Skip links

Robots.txt Disallow All: Blocking AI Bots is as misguided as blocking Google in the 90s!

Robots.txt

Introduction: Lessons from the Past

In the late 90s, many media companies decided to block search engine bots, including Google, from crawling their websites by using robots.txt disallow all feature in their robots.txt file. They felt that search engines were unfairly exploiting their content. But boy, oh boy! It was a big mistake when it came to their web traffic. Over time, they came to realize that collaboration, not exclusion, drove visibility, traffic, and revenue.

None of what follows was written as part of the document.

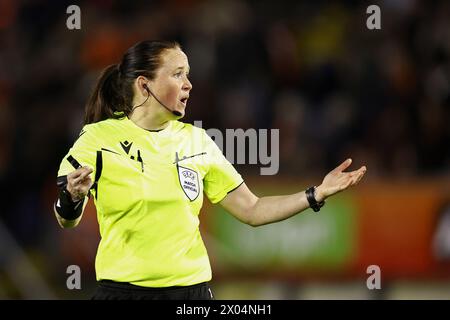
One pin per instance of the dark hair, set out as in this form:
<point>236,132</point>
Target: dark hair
<point>112,96</point>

Mark Twain once said, “History Doesn’t Repeat Itself, but It Often Rhymes.” In line with this statement, businesses today grapple with a similar dilemma about AI and LLM crawlers such as GPTBot and PerplexityBot. 

The AI Crawler Dilemma: Visibility vs. Protection

There is growing anxiety among content creators and businesses about how proprietary data might be utilized to train these models. 

The concerns revolve around misuse and the potential for distorting their intellectual property. Despite these valid worries, it’s essential to consider the implications of shutting out AI crawlers entirely.

In today’s AI-driven world, a wholesale ban on all AI bots, such as GPTBot and PerplexityBot, could no doubt prevent your content from being used to train large language models (LLMs), but it will also make your brand, company, and offerings invisible to these LLMs. 

My perspective on this issue is to strike a balance. I advise allowing access to these bots while denying access to your copyrighted and subscription-based content. This approach, if implemented effectively, will enable you to safeguard your interests while boosting your brand’s online presence and user engagement, offering a promising outlook for your brand’s future.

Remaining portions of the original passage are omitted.